The researchers are an international team led by Tawfique Hasan at the University of Cambridge. And they identify three critical parameters that hinder uniform deposition:

  1. Suboptimal droplet jetting
  2. Poor control over substrate wetting
  3. Drying of the inks

Researchers have proposed various strategies to address the first two challenges, but the third parameter—drying of the inks—continues to frustrate scientists.

When inks based on 2D materials dry, they exhibit the coffee-ring effect, a type of capillary flow. In particular, different evaporation rates across the droplet cause liquid evaporating from the edge to be replenished by liquid from the interior—leading to ring-shaped, non-uniform deposition of the ink.

“Although various strategies have been developed to suppress the [coffee-ring effect], none of these are generally applicable for 2D crystal inks due to problems of dispersion stability, postprocessing requirements, or the effect of ink additives on material functionality,” the researchers write.

In 2017, the researchers investigated black phosphorus ink formulation and made a surprising discovery—they achieved uniform ink deposition when using a mixture of isopropanol and 2-butanol for the solvent in the liquid-phase exfoliation process.

Isopropanol is widely used as a solvent for graphics inks. But traditionally, use of isopropanol solvent to process inks based on 2D materials led to nonuniform deposition. Why did mixing 2-butanol with isopropanol change the deposition outcome?

That question went unanswered in the 2017 paper. So the researchers looked to answer it in the recent study.

They observed that while droplets were “pinned” (the outer edge remained stationary) at the early stage of drying in the isopropanol case, droplets expanded at an almost constant speed and did not pin until later in the isopropanol/2-butanol case—thus suppressing the coffee-ring effect.

In the results section, the researchers propose Marangoni flows in the isopropanol/2-butanol mixture prevented the droplets from pinning.

The Marangoni effect describes how fluid flow along the interface of two fluids is affected by differences in the fluids’ surface tensions.

In the case of inks made using the isopropanol/2-butanol solvent, isopropanol evaporates faster than 2-butanol.

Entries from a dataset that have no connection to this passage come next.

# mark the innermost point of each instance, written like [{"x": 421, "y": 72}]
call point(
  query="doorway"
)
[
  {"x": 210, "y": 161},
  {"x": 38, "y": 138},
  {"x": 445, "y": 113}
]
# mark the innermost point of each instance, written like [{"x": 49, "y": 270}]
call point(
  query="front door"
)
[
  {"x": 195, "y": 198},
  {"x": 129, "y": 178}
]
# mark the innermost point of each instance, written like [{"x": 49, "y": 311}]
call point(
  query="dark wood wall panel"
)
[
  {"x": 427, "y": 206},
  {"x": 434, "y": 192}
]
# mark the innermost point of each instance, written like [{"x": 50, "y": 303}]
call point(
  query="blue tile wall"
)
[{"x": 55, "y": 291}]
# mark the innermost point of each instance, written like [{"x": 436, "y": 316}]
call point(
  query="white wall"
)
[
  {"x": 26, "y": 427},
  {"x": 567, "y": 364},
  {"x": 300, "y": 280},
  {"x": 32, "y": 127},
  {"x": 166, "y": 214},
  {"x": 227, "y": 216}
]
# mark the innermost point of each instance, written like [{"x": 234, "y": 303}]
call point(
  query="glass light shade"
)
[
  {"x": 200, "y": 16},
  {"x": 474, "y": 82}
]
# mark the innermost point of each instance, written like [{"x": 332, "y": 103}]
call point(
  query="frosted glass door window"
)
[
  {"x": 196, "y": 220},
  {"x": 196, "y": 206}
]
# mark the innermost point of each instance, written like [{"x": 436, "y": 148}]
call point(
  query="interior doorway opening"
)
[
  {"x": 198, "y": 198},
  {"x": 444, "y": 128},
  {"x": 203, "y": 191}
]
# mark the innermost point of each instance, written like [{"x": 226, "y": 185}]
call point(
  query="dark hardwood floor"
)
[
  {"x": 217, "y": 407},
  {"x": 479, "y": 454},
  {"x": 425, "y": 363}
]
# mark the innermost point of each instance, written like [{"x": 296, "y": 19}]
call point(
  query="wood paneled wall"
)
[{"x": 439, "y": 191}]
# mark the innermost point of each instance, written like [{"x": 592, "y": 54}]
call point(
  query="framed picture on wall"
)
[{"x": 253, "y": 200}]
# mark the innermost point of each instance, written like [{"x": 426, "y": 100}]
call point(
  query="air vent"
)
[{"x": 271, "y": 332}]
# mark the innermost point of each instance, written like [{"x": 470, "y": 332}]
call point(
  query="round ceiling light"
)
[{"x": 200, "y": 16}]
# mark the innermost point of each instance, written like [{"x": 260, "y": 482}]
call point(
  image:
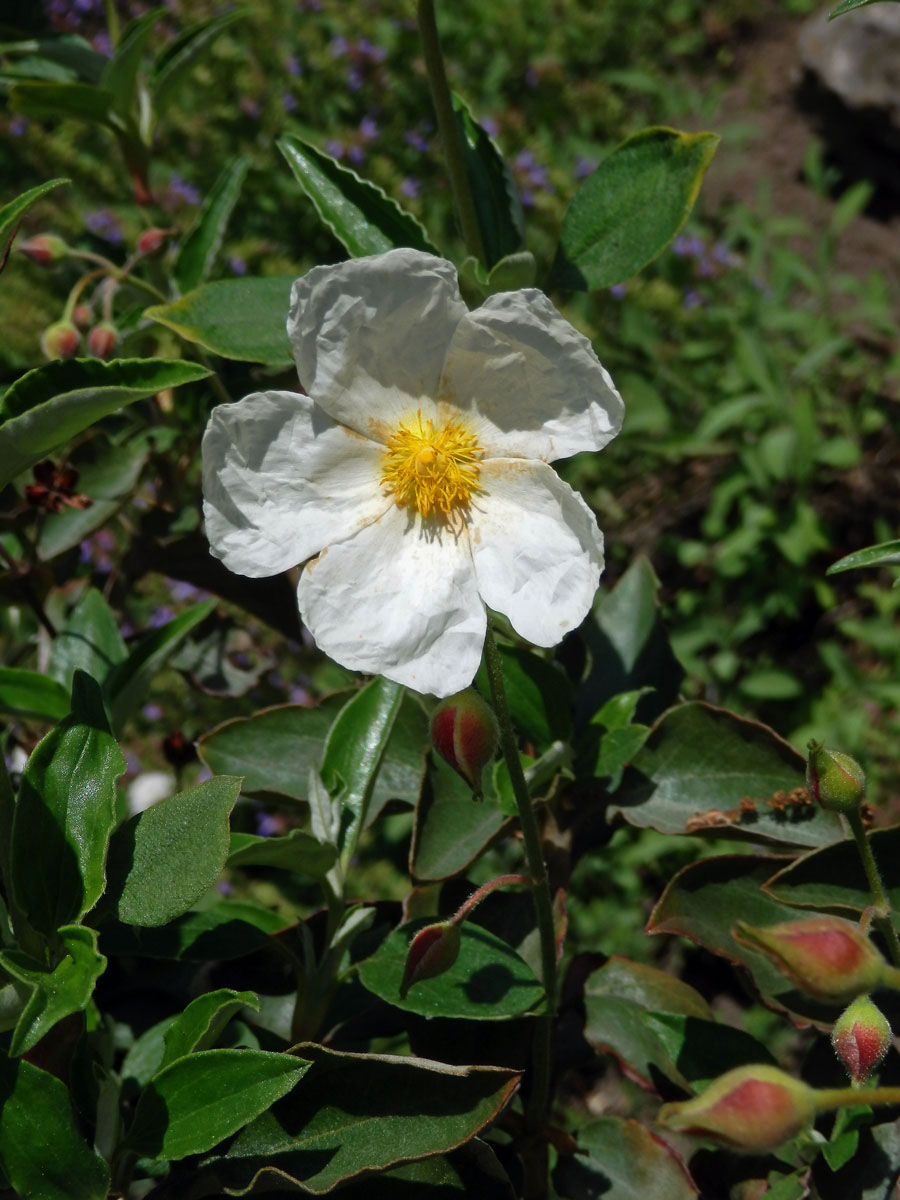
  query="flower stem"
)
[
  {"x": 882, "y": 906},
  {"x": 539, "y": 1096},
  {"x": 449, "y": 131}
]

So the isopropanol along the contact line (edge) of the droplet evaporates first, leaving mostly 2-butanol behind. This evaporation causes a difference in surface tension between the 2-butanol-rich edge and isopropanol-rich center of the droplet, “leading to a Marangoni flow from thicker areas to thinner areas” and uniform spreading of the 2D materials, the researchers write.

Inverted optical micrographs of dried isopropanol-based droplets (top) and isopropanol/2-butanol-based droplets (bottom). The accompanying illustrations show the differences between their drying mechanisms: coffee-ring effect (top) and Marangoni flow (bottom). Credit: Hu et al., Science Advances (CC BY 4.0)

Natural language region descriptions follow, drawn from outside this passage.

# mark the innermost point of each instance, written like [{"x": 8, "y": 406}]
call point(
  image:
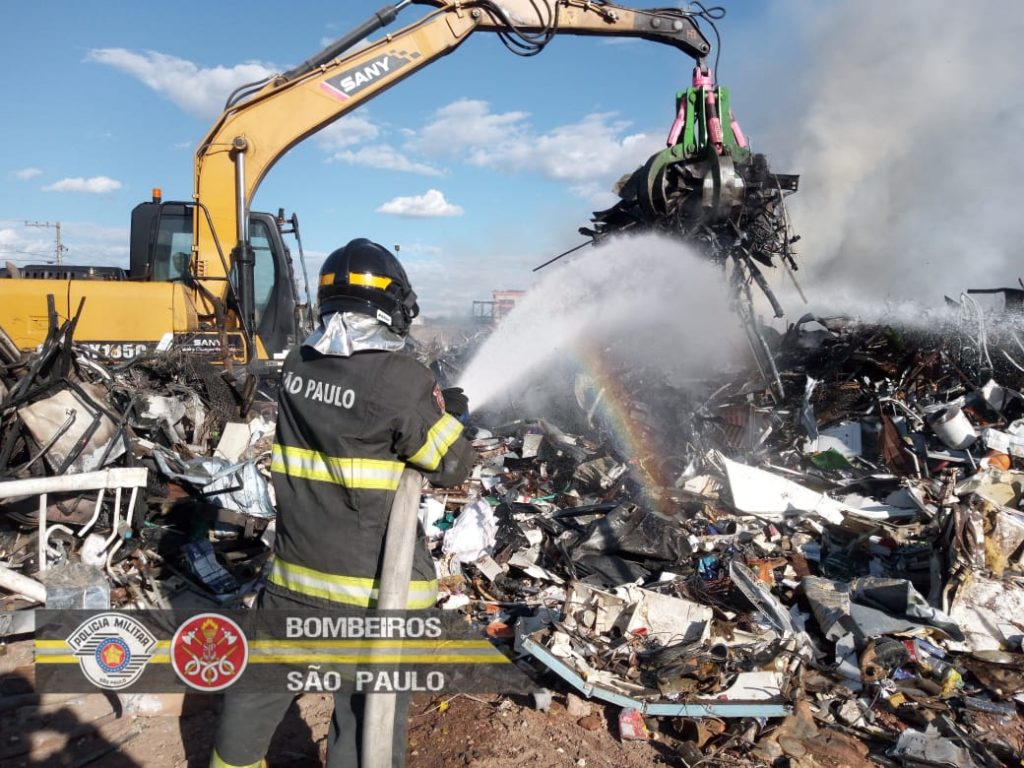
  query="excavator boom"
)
[{"x": 264, "y": 122}]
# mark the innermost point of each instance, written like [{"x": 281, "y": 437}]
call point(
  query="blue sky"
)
[{"x": 111, "y": 99}]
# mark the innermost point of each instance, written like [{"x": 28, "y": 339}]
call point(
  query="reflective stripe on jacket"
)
[{"x": 346, "y": 429}]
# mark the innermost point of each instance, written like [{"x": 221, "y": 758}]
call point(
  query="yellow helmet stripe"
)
[{"x": 369, "y": 281}]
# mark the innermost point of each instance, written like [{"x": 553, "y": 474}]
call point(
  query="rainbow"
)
[{"x": 612, "y": 413}]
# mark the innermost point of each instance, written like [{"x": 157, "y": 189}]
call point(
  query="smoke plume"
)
[{"x": 908, "y": 153}]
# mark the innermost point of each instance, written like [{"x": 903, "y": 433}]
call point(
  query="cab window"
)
[{"x": 264, "y": 270}]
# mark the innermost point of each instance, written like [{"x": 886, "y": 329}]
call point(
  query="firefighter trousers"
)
[{"x": 249, "y": 720}]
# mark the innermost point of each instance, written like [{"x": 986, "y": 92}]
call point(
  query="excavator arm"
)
[{"x": 263, "y": 121}]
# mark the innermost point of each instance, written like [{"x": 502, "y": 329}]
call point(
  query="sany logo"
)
[
  {"x": 367, "y": 74},
  {"x": 354, "y": 79}
]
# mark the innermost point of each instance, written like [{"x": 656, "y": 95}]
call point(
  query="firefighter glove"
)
[{"x": 456, "y": 401}]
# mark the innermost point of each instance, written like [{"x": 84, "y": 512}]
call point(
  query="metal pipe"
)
[
  {"x": 124, "y": 477},
  {"x": 243, "y": 257},
  {"x": 242, "y": 225},
  {"x": 396, "y": 570},
  {"x": 22, "y": 585},
  {"x": 381, "y": 18}
]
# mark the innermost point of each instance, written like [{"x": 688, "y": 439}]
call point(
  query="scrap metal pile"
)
[
  {"x": 836, "y": 578},
  {"x": 134, "y": 469},
  {"x": 832, "y": 577}
]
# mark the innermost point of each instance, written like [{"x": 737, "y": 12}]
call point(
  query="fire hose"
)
[{"x": 396, "y": 570}]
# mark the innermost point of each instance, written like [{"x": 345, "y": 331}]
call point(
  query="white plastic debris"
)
[{"x": 473, "y": 532}]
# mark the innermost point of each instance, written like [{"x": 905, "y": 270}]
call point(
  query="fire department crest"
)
[
  {"x": 209, "y": 651},
  {"x": 113, "y": 649}
]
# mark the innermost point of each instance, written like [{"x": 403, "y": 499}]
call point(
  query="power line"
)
[
  {"x": 59, "y": 249},
  {"x": 27, "y": 253}
]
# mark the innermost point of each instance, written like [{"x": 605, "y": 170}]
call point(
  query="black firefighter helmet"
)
[{"x": 364, "y": 276}]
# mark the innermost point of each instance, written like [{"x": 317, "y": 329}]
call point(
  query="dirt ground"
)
[{"x": 93, "y": 730}]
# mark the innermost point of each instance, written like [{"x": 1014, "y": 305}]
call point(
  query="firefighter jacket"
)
[{"x": 346, "y": 428}]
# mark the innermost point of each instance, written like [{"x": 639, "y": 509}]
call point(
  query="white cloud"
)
[
  {"x": 419, "y": 249},
  {"x": 93, "y": 185},
  {"x": 429, "y": 205},
  {"x": 592, "y": 148},
  {"x": 86, "y": 244},
  {"x": 349, "y": 130},
  {"x": 589, "y": 151},
  {"x": 201, "y": 91},
  {"x": 467, "y": 123},
  {"x": 26, "y": 173},
  {"x": 386, "y": 158}
]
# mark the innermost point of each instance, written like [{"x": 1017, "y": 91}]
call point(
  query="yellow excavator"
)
[{"x": 209, "y": 274}]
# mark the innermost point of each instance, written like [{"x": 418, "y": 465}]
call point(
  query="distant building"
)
[{"x": 492, "y": 312}]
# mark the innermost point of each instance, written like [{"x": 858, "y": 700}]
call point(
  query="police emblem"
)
[
  {"x": 209, "y": 652},
  {"x": 113, "y": 649}
]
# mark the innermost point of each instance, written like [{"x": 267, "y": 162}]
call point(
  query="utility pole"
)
[{"x": 59, "y": 249}]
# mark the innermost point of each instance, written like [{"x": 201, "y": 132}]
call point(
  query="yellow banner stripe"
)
[
  {"x": 373, "y": 658},
  {"x": 164, "y": 645},
  {"x": 290, "y": 658}
]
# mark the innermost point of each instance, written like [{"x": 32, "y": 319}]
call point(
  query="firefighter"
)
[{"x": 352, "y": 414}]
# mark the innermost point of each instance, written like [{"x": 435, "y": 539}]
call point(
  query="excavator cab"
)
[{"x": 161, "y": 251}]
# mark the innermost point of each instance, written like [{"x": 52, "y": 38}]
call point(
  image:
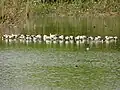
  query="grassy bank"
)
[{"x": 19, "y": 14}]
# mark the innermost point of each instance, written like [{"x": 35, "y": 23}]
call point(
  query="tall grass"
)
[{"x": 17, "y": 15}]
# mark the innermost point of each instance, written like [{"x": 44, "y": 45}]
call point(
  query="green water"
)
[{"x": 66, "y": 66}]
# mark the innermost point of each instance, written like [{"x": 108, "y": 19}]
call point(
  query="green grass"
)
[{"x": 19, "y": 14}]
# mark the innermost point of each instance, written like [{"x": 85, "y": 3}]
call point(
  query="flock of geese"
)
[{"x": 60, "y": 38}]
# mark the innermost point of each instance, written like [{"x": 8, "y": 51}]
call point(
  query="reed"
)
[{"x": 18, "y": 15}]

The researchers printed arrays of nonlinear optical saturable absorbers, room temperature gas sensors, and photodetectors to demonstrate the potential of inks created using the isopropanol/2-butanol solvent. For all devices, the performances were “well within acceptable statistical variations for printed device manufacturing from 2D crystal inks, addressing one of the most challenging obstacles toward their additive manufacturability.”

In the paper’s conclusion, the researchers emphasize the importance of their findings.

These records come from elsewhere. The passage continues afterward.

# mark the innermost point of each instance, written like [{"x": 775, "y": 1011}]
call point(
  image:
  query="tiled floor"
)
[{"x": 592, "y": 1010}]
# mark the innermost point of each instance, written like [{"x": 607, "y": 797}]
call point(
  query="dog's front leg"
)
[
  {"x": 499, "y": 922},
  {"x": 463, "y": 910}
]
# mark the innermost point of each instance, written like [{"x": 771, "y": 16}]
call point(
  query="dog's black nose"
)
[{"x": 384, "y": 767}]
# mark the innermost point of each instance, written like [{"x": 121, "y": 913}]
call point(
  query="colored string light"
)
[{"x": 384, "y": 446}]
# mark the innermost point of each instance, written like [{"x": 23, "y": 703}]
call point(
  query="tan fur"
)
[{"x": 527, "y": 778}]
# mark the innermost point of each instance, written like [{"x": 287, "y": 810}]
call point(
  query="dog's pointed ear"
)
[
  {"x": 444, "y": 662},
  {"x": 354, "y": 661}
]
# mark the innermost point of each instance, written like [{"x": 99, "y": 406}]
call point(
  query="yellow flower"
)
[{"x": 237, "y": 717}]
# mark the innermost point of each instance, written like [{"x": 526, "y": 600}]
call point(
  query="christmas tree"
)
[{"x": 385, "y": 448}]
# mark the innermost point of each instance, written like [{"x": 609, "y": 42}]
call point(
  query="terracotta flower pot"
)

“Our ink formulation with active [coffee-ring effect] suppression thus lays the foundation for high-speed additive manufacturing of all-printed sensors and systems with a high level of large-scale integration,” they write.

The 2017 open-access paper, published in Nature Communications, is “Black phosphorus ink formulation for inkjet printing of optoelectronics and photonics” (DOI: 10.1038/s41467-017-00358-1).

The 2020 open-access paper, published in Science Advances, is “A general ink formulation of 2D crystals for wafer-scale inkjet printing” (DOI: 10.1126/sciadv.aba5029).